Une autre dimension du problème demande à être prise en compte, qui est plus délicate à définir parce que sur elle pèse la difficulté, présente dès le début, de comprendre précisément ce qu’est le sarkozysme au regard des références traditionnelles de la droite française. On peut avancer l’hypothèse que la politique menée a produit une sorte d’empoisonnement du corps social, en donnant une cohérence et une légitimité politique à toutes les perturbations provoquées en profondeur par l’ultralibéralisme, et en neutralisant progressivement les anticorps s’y opposant (l’ancrage des valeurs d’égalité et de solidarité, l’attachement aux services publics, les attentes par rapport à l’État protecteur et aux références républicaines…). Le sarkozysme a diffusé un impératif mouvementiste auquel chacun est censé devoir se plier, donc d’acceptation de la flexibilité, de la mobilité, de la négociation personnelle avec l’employeur ou le supérieur hiérarchique, avec au bout la suprématie du contrat sur la loi… Et la diffusion de l’autoritarisme comme mode de fonctionnement obligé, et ce, à tous les niveaux. Là encore, comment ne pas voir que l’omniprésence de Sarkozy a, tout en servant de modèle, masqué la prolifération des mini présidents de tout poil et de toutes tailles revendiquant leur droit à l’omnipotence ?

Toutes choses qui confirment le danger majeur de l’inertie en matière de bilan du sarkozysme : lui parti, toutes ces évolutions néfastes se poursuivent implacablement…

Observons également qu’un des plus puissants poisons dont Sarkozy a favorisé la diffusion relève de cette idéologie consistant à estomper les clivages de classe, dans leur complexité et leur radicalité, toujours fort prégnants et fortement accentués par la crise capitaliste, par la surimpression d’oppositions fantasmatiques : « méritants » contre « assistés », « citoyens honnêtes » face aux « délinquants », et au final l’appel aux « nationaux » menacés par des étrangers inquiétants… Sur ces thèmes, la radicalisation du discours sarkozyste au cours de sa campagne, en particulier entre les deux tours, mérite une prise en compte sérieuse.
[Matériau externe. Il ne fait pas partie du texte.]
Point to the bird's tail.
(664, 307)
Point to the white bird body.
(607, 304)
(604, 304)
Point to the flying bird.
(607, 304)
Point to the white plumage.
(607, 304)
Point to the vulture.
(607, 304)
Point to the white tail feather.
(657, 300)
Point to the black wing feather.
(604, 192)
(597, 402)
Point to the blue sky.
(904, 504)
On peut se rassurer en relevant que cette lepénisation ne lui a pas permis de l’emporter, il convient plutôt de s’alarmer qu’elle lui a permis de regagner du terrain. Ce qui signifie qu’elle a recontré un réel écho dans une partie significative de la population. Donc, qu’on est loin d’en avoir fini avec le séisme politique qu’a représenté le sarkozysme pour la société française.
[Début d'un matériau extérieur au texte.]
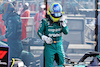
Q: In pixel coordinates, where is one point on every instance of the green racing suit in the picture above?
(53, 31)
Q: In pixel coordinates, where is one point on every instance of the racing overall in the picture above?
(54, 31)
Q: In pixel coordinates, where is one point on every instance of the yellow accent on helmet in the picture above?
(54, 19)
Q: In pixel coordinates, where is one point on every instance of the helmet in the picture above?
(55, 12)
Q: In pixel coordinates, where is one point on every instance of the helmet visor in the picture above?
(56, 15)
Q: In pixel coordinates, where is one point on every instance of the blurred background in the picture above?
(81, 17)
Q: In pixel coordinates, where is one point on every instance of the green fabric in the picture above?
(55, 32)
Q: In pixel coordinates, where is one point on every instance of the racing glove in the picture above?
(62, 23)
(2, 37)
(48, 40)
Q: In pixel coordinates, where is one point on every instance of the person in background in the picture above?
(25, 13)
(13, 32)
(13, 23)
(50, 31)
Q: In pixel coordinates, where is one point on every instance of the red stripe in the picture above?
(2, 54)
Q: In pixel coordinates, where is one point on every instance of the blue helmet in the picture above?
(55, 11)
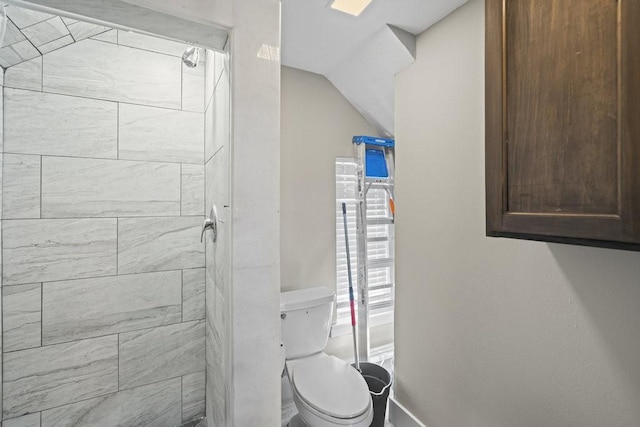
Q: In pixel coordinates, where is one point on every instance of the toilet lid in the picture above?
(331, 386)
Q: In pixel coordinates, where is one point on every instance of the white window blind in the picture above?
(380, 279)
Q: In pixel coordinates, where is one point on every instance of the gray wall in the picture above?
(103, 278)
(317, 124)
(495, 332)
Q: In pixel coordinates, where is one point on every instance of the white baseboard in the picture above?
(399, 416)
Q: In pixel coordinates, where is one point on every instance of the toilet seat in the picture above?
(331, 392)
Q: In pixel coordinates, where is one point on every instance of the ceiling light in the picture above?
(352, 7)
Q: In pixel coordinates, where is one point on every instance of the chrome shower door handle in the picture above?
(211, 224)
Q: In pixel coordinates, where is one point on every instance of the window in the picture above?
(380, 247)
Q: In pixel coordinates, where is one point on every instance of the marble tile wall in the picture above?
(217, 271)
(103, 278)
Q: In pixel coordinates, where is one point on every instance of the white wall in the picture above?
(495, 332)
(317, 124)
Un mot en guise de conclusion, pour encore insister sur l’idée que ce travail de bilan du sarkozysme doit être mené sérieusement : sans retour sérieux sur ce passé immédiat, on ne saurait définir de perspective solide d’avenir. Le changement, certes c’est maintenant, mais l’ampleur de la tâche indique qu’il y faudra du temps, et surtout, bien de la détermination et de l’audace. ●

Christian Surmonne

1) On notera le propos de l’inénarable Brice Hortefeux, au nom de l’association des Amis
de Sarkozy : « Nous avons l’ambition d’aider l’Histoire
à former son jugement sur un quinquennat qui restera,
à nos yeux, comme un temps fort de modernisation et de réformes » (in Le Monde du 1er juin 2012).

Mais aussi, de manière plus significative, ceux tenus en février 2012 par un patron décidé à voter Sarkozy « sans aucun état d’âme ». Lequel saluait particulièrement la proposition du candidat UMP de permettre
aux entreprises de déroger à la législation et aux accords de branche : « Il a parfaitement raison,
c’est fondamental que les entreprises puissent décider
de leur avenir avec leurs hommes ! ».

Et de conclure à propos du quinquennat :
« Ils ont fait tout ce qu’ils pouvaient faire ». Rapporté par Eric Dupin dans son livre La Victoire empoisonnée.